Cyber-safety is a top priority

February 14, 2018

Safety first: Victorian students are set to benefit from the cyber-safety eSmart program.

Thousands more Victorian students will be taught how to stay safe online with the roll-out of the successful cyber-safety eSmart program to every school in the state.

Premier Daniel Andrews and Education Minister James Merlino recently announced an additional $2.5million to enable all Victorian schools, both government and non-government, to use the Alannah and Madeline Foundation’s eSmart program for free, meaning almost one million students will benefit from it every year.

Mr Andrews said costs should never act as barriers when protecting our kids.

‘‘We want every Victorian child and young person to stay safe online. That’s why we’re stepping in to provide this additional funding, because nothing is more important than the safety and happiness of our kids,’’ he said.

The program provides support for government, Catholic and independent schools to create cyber-safe environments for their students through policies and practices encouraging students to use technology responsibly.

This includes helping schools create their own plans, policies and procedures, access the latest resources and tools and record, track and report on their progress in achieving eSmart status.

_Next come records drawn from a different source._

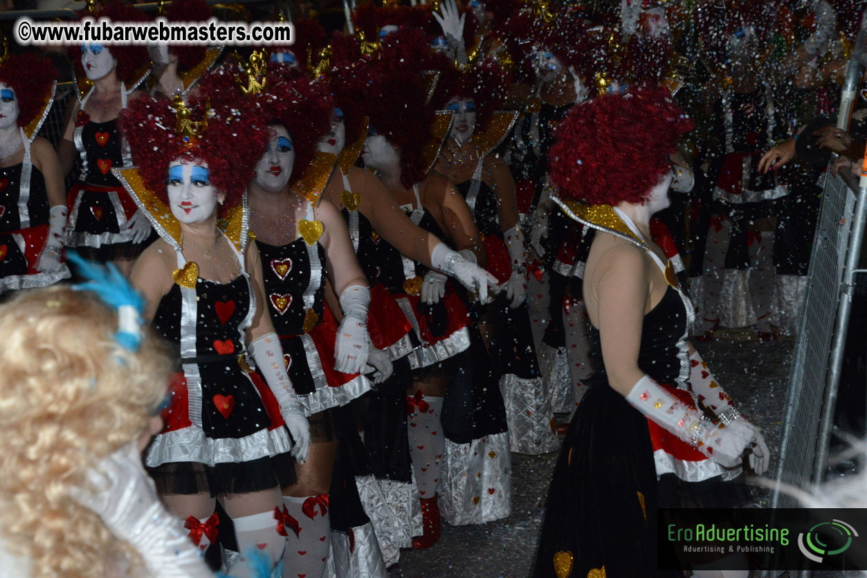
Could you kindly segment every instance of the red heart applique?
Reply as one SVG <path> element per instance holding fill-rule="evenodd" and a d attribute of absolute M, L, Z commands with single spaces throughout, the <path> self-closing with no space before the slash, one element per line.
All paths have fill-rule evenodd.
<path fill-rule="evenodd" d="M 218 393 L 213 397 L 214 406 L 225 419 L 229 419 L 231 410 L 235 409 L 235 398 L 231 395 L 220 395 Z"/>
<path fill-rule="evenodd" d="M 225 325 L 231 317 L 231 314 L 235 312 L 235 302 L 231 300 L 218 301 L 214 303 L 214 309 L 217 311 L 217 316 L 219 317 L 219 322 Z"/>
<path fill-rule="evenodd" d="M 292 294 L 286 293 L 284 295 L 279 295 L 277 293 L 271 293 L 268 295 L 268 299 L 271 300 L 271 305 L 277 309 L 277 312 L 281 315 L 289 309 L 289 306 L 292 304 Z"/>
<path fill-rule="evenodd" d="M 231 339 L 227 339 L 225 341 L 215 339 L 214 350 L 220 355 L 232 354 L 235 353 L 235 343 Z"/>
<path fill-rule="evenodd" d="M 292 270 L 292 260 L 289 257 L 285 259 L 271 259 L 271 270 L 274 275 L 280 277 L 280 281 L 285 281 L 286 276 Z"/>

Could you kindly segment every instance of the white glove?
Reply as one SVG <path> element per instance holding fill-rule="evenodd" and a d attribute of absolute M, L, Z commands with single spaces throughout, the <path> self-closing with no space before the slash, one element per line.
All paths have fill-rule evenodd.
<path fill-rule="evenodd" d="M 763 453 L 761 459 L 766 459 L 767 447 L 748 421 L 740 419 L 726 425 L 720 419 L 714 425 L 696 408 L 678 399 L 648 375 L 636 382 L 626 400 L 649 419 L 723 467 L 740 465 L 744 451 L 759 441 L 761 447 L 756 453 Z"/>
<path fill-rule="evenodd" d="M 436 271 L 425 273 L 425 280 L 421 283 L 421 302 L 427 305 L 439 303 L 440 300 L 446 296 L 447 279 L 448 277 Z"/>
<path fill-rule="evenodd" d="M 505 298 L 509 307 L 520 307 L 527 295 L 527 252 L 524 246 L 524 233 L 516 224 L 504 233 L 505 248 L 509 251 L 512 275 L 505 282 Z"/>
<path fill-rule="evenodd" d="M 303 464 L 307 461 L 307 451 L 310 446 L 310 425 L 304 417 L 303 404 L 295 394 L 286 373 L 280 339 L 275 333 L 266 333 L 254 339 L 247 349 L 256 361 L 256 369 L 277 398 L 280 415 L 295 440 L 290 454 L 296 461 Z"/>
<path fill-rule="evenodd" d="M 457 279 L 470 291 L 478 291 L 479 300 L 483 304 L 491 302 L 487 288 L 488 285 L 496 287 L 497 278 L 477 265 L 474 258 L 467 260 L 463 253 L 459 254 L 440 243 L 431 251 L 431 264 L 438 271 Z"/>
<path fill-rule="evenodd" d="M 368 362 L 370 353 L 370 335 L 368 334 L 368 307 L 370 289 L 361 285 L 350 285 L 340 295 L 340 308 L 343 321 L 337 329 L 335 343 L 334 368 L 342 373 L 357 373 Z"/>
<path fill-rule="evenodd" d="M 65 205 L 51 207 L 49 217 L 49 236 L 36 260 L 36 270 L 42 273 L 51 273 L 61 268 L 60 256 L 63 251 L 63 230 L 68 210 Z"/>
<path fill-rule="evenodd" d="M 374 383 L 382 383 L 394 371 L 394 366 L 388 359 L 388 354 L 381 349 L 370 347 L 370 354 L 368 356 L 368 364 L 364 366 L 364 373 L 373 373 Z"/>
<path fill-rule="evenodd" d="M 88 487 L 72 499 L 95 512 L 120 540 L 128 542 L 153 578 L 213 578 L 183 522 L 169 513 L 131 442 L 85 472 Z"/>
<path fill-rule="evenodd" d="M 145 211 L 139 209 L 129 219 L 127 229 L 132 234 L 133 243 L 142 243 L 151 235 L 151 224 L 145 217 Z"/>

With young people now accessing the internet and social media at unprecedented levels, programs like eSmart to help them make smart choices online are more important than ever.

This is in addition to a suite of Victorian anti-bullying resources being brought together under the state government’s new $7million Victorian Anti-Bullying and Mental Health Initiative, including Bully Stoppers, Safe Schools, Respectful Relationships and new initiatives to tackle racist bullying.

About one in five young people experience bullying, affecting their academic performance and self-esteem, leading to anxiety, depression and self-harm.